Smithsonian Primary Sources in U.S. History Provides Added Value for Users with New Curriculum Alignments

4 min read

Smithsonian Primary Sources in U.S. History provides primary sources that cover 15 different eras—perfect for U.S. History and AP U.S. History classes. Inside, students will find over 1,800 seminal primary sources including objects, journal entries, and personal correspondence from the museums, archives, and collections of the Smithsonian, as well as from Gale’s leading digital collections.

Gale listens to its users! With this feedback, we identify solutions that will help improve the classroom learning experience. For example, Gale is working closely with Unbound Concepts, creators of the Artifact ™ platform, which enables educators to find the right content for their students, classrooms, and curriculum. Users of Smithsonian Primary Sources in U.S. History can now browse each of the unique and seminal primary sources through the lens of topics, themes, concepts, and educational objectives. In addition, they’ll find correlations that are tied directly to National Council for the Social Studies (NCSS) and Common Core English/Language Arts standards.

Below are three examples from the product that show how artifact tags from Unbound Concepts reveal the connection between product headnotes and alignment to the themes of Individuals, Groups, and Institutions.
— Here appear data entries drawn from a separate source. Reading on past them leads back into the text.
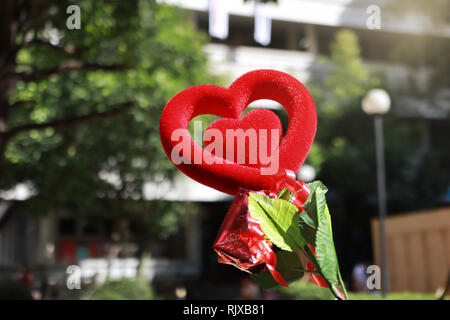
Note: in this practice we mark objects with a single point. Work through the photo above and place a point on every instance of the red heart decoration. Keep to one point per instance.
(256, 119)
(225, 175)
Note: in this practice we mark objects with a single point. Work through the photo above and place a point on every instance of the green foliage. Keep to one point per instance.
(100, 168)
(287, 229)
(288, 265)
(12, 290)
(124, 289)
(278, 219)
(343, 153)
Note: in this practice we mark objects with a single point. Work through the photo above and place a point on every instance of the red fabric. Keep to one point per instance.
(255, 119)
(242, 243)
(230, 103)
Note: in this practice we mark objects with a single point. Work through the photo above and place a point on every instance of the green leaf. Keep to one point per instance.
(284, 194)
(288, 265)
(278, 219)
(318, 216)
(308, 227)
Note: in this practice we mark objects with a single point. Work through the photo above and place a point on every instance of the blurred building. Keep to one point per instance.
(301, 32)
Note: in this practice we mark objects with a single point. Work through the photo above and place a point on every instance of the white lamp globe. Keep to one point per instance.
(306, 173)
(376, 101)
Each artifact is aligned to a specific NCSS Knowledge Point, showing specifically how different themes in the articles can fit into a curriculum or unit. 

1. In an article highlighting a notable letter from Abigail Adams to her husband John, in 1776, urging him to support the rights of women, Adams discusses freedom, suffrage, discrimination, the Revolutionary period, and civil and legal rights.

Notable Artifact: Suffrage
Rationale: Abigail Adams argued for women’s suffrage in the U.S. in an 18th-century letter to her husband.
Quotation: In her letter, Abigail Adams urges her husband, who was then in Philadelphia preparing for a vote in the Continental Congress on the Declaration of Independence, to broaden the rights of women in the new country.
NCSS Knowledge Point:  5. The impact of tensions and examples of cooperation between individuals, groups, and institutions, with their different belief systems.

An example of the artifact tag for “suffrage” in “Letter from Abigail Adams to John Adams, May 7, 1776.” Smithsonian Primary Sources in U.S. History, Gale, 2016. Smithsonian Primary Sources in U.S. History, Accessed 5 July 2017.

2. Early 19th to late 20th-century consumer trade cards, a form of advertisement at the time, reflect the social/political/cultural environment of that era. They also reveal many institutional and societal norms and prejudices, such as the clear gender divide, as seen in “Girl with Singer Child’s Sewing Machine Trade Card.”

Notable Artifact: Role of Women
Rationale: Domestic responsibilities were viewed as women’s work during the 19th and 20th centuries.
Quotation: Despite the opportunities created by these machines, sewing for home uses remained an activity that only girls were expected to learn.
NCSS Knowledge Point:  2. Concepts such as: mores, norms, ritual, status, role, socialization, ethnocentrism, cultural diffusion, competition, cooperation, conflict, assimilation, race, ethnicity, and gender;

“Girl with Singer Child’s Sewing Machine Trade Card.” Smithsonian Primary Sources in U.S. History, Gale, 2016. Smithsonian Primary Sources in U.S. History, Accessed 30 June 2017. Originally published in n.d., n.p.

3. A chapter out of Langston Hughes’ autobiography, the Big Sea, entitled “When the Negro Was in Vogue”, reveals how racism was present in Harlem of the early 1900s, and how it affected the author personally as well as Harlem society as a whole.

Notable Artifact: Racism
Rationale: Langston Hughes expressed frustration that Harlem was objectified as a tourist destination for whites.
Quotation: He notes that beneath the surface of the “sparkling” Harlem literary scene and flourishing of African American arts lay a certain “bitterness and frustration,” as blacks found themselves becoming a tourist attraction for white people.
NCSS Knowledge Point: 3. The influence of individuals, groups, and institutions on people and events in historical and contemporary settings.